Domestic violence can have a wide range of effects on the children who experience it. They may respond with frustration and tears, withdrawal or nervousness. The child's age, the duration of the incident and his or her proximity to it can all impact the reaction. If you are a Tennessee parent caught up in a violent scenario at home, knowing how to talk to your children about what is happening may be helpful.

First, it is important to recognize the long-term effects of domestic violence on kids. The National Child Traumatic Stress Network explains the signs you may see in children when they experience a violent home life. They are more likely to become depressed, suffer from anxiety, have ongoing health concerns and endure low self-esteem. Children exposed to domestic violence also have a greater chance of becoming violent toward others and themselves, increasingly expressing a desire to commit suicide.

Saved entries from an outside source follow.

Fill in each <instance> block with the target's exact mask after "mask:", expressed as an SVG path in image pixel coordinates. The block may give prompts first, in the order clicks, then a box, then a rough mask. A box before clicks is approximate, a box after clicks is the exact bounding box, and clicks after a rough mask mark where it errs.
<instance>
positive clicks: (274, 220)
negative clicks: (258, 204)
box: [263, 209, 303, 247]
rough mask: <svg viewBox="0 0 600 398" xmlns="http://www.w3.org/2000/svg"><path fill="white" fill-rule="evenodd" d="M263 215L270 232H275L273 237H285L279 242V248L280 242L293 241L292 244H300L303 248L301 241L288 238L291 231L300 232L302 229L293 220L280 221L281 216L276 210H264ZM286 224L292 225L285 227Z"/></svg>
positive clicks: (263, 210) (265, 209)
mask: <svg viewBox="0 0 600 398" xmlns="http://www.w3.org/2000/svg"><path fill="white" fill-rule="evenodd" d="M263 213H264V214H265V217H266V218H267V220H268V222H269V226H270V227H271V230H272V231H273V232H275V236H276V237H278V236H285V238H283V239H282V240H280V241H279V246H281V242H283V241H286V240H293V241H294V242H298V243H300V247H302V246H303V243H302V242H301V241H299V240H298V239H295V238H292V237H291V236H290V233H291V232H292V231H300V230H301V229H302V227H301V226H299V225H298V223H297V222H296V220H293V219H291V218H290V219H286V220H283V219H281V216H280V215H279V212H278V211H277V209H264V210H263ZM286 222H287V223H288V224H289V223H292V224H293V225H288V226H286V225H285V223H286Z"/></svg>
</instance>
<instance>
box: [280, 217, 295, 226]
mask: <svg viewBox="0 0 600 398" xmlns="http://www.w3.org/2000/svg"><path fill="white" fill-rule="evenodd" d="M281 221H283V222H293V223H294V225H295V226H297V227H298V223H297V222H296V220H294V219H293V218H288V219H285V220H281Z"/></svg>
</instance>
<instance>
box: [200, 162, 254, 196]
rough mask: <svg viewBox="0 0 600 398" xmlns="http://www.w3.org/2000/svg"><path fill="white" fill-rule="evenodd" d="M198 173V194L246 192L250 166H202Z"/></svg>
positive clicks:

Other signs you should be on the lookout for include:

  • Difficulty sleeping
  • Trouble in school
  • Antisocial behavior

If you see these signs in your children, the NCTSN also offers guidance on how to help them recover. Kids need a "positive, caring, and protective adult" in their lives in order to feel safe. The NCTSN says a long-term relationship of this nature is best, but if kids have brief encounters with caring mentors, teachers, or other advocates, they have a greater chance of recovering from the effects of the violence they have experienced.

Finally, according to the NCTSN, children need to talk about what happened, and they need to hear "key messages" from you, such as:

  • "'It is not your fault.'"
  • "What you saw was not okay."
  • "Violence is never okay."
  • "I'm sorry you had this experience."

Kids who witness domestic violence need strong support to guide them to recovery. They should hear firsthand from you that they are not responsible to fix the problems in your home. 

This information does not intend to provide legal advice but to educate about the effects of domestic violence on children.